General recovery timeline
- Day 1: Immediate post-operative period characterized by moderate discomfort, tight sensation in chest, initial bandages in place. Pain medication required regularly. Limited arm movement advisable. Assistance needed for daily activities.
- Days 2-3: Peak swelling and discomfort typically occur. Surgical bra or compression garment remains in place. Limited to light walking within home. Upper body movements restricted to prevent muscle strain. Initial post-operative appointment typically scheduled. Transition to oral pain medication.
- Days 4-7: Gradual improvement in discomfort levels. Initial substantial swelling begins to subside. Permitted to shower according to surgeon’s protocol. Continue wearing surgical support garment continuously. Limited to household activities with no lifting above elbow height. Driving prohibited while taking prescription pain medication.
- Week 2: Significant reduction in discomfort for most patients. Swelling noticeably decreased but still present. Most patients return to desk-based work or light duties. Continuation of surgical support garment. Lifting restriction of 5 pounds maximum remains in effect. Driving typically permitted if off prescription pain medication.
- Weeks 3-4: Residual swelling continues to improve. Transition from surgical support garment to sports bra per surgeon’s recommendation. Return to light cardio exercise (walking, stationary cycling) permitted. Upper body movements gradually increasing but avoiding chest-specific exercises. Implants begin settling into more natural position.
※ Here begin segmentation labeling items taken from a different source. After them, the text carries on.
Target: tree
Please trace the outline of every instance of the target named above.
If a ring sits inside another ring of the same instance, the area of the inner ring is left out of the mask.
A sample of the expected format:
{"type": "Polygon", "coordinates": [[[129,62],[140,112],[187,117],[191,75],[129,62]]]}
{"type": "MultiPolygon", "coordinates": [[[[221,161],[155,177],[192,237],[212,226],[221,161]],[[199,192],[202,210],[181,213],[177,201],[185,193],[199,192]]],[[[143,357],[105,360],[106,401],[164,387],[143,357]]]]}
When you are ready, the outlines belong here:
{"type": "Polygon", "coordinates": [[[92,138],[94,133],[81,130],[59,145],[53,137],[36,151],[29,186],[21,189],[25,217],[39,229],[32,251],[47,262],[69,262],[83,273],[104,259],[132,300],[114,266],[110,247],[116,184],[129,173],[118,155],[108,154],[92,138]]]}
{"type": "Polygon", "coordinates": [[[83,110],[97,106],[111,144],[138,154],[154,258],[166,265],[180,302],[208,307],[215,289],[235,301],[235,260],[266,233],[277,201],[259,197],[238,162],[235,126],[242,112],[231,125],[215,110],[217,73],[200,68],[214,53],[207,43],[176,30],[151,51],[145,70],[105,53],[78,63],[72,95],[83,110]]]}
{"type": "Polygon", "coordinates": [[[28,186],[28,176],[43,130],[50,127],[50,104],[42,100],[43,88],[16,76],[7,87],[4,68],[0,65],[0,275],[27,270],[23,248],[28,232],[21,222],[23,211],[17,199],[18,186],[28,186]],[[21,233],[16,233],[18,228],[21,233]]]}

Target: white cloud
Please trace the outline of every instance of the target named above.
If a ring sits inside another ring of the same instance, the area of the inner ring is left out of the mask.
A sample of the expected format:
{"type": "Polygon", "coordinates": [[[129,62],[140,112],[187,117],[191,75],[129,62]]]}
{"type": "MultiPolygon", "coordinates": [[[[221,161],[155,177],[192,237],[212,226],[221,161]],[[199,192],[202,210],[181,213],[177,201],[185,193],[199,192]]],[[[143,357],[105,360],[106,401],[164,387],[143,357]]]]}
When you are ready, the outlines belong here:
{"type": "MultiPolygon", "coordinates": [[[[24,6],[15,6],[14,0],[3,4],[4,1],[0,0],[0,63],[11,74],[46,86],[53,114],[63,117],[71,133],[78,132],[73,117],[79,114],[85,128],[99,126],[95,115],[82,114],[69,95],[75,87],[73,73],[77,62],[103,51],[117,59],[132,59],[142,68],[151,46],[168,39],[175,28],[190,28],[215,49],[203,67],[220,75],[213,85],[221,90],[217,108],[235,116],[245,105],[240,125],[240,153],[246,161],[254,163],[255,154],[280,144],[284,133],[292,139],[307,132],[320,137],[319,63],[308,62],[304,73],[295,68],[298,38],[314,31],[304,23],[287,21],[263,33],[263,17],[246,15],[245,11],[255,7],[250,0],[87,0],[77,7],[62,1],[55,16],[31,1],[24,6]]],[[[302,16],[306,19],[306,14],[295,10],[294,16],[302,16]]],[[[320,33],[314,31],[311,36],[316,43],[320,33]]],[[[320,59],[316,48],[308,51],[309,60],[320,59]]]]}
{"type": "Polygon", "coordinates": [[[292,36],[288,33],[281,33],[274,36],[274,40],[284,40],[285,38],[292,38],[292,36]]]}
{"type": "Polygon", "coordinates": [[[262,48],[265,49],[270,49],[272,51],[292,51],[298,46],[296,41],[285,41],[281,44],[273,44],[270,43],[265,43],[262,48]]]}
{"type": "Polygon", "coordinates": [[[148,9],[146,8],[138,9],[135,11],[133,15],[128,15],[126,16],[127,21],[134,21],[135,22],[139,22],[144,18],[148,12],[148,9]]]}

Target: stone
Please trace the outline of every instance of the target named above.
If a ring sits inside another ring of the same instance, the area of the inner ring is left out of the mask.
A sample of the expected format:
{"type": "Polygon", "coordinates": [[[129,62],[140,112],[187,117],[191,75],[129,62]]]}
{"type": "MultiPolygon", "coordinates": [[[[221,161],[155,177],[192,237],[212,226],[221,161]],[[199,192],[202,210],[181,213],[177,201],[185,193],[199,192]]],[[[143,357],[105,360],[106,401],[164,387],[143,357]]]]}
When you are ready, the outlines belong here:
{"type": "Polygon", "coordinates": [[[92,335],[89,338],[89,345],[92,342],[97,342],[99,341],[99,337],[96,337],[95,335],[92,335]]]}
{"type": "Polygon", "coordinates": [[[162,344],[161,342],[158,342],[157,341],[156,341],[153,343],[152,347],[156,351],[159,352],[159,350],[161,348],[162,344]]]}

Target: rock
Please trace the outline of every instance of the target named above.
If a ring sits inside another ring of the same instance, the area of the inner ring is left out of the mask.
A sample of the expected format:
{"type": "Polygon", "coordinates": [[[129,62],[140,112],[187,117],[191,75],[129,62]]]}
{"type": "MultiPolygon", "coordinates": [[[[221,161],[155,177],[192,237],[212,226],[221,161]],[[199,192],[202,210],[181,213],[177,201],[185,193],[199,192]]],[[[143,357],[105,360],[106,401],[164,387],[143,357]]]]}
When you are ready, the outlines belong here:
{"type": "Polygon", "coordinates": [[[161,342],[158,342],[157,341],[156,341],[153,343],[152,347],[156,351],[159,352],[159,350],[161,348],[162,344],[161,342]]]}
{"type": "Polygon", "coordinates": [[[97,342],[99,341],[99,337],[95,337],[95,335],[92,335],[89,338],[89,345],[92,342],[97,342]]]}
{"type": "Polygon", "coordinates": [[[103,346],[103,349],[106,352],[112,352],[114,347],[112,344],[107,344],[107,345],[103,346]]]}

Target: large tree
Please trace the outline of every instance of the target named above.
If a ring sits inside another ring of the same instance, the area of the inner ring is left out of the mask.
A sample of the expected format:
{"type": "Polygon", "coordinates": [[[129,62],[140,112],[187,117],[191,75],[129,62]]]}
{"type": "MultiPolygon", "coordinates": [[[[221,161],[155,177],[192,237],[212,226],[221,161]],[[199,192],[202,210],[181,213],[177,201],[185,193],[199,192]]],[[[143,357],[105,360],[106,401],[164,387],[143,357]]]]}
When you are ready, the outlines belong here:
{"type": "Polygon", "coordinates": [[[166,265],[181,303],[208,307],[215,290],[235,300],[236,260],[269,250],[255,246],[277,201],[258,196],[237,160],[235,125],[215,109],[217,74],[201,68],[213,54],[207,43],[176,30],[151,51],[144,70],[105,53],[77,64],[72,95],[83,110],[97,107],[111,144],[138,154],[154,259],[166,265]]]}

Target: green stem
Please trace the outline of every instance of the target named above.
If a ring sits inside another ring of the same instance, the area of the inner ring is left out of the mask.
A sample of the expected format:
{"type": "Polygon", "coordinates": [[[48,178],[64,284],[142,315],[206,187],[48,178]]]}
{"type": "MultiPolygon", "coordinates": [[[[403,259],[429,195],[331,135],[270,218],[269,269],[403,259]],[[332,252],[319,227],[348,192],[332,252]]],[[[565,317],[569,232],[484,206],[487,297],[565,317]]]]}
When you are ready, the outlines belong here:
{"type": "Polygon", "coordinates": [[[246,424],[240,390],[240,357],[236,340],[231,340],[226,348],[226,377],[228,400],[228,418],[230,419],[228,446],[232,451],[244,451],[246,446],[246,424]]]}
- Weeks 4-6: Near-complete resolution of discomfort for most patients. Permission to resume most normal activities except chest-focused exercises. Sleeping position restrictions typically lifted. Breast shape continues evolving as swelling resolves and tissues adapt. Final surgical follow-up typically scheduled to confirm proper healing.
- Week 6-8: For submuscular placement, cleared to gradually resume chest exercises starting at 25% normal intensity. Breast implants continuing to settle into final position. Most external healing complete with scars still immature and pink/red in appearance.
- Months 3-6: Complete resolution of swelling. Implants reached their final position. Scars beginning to fade from red to pink. All normal activities and exercises resumed without restriction. Breast shape and feel continuing to soften gradually.
- 1 Year: Complete tissue adaptation to implant presence. Scars typically faded to white or skin tone. Final aesthetic outcome established. Annual follow-up recommended for ongoing implant monitoring.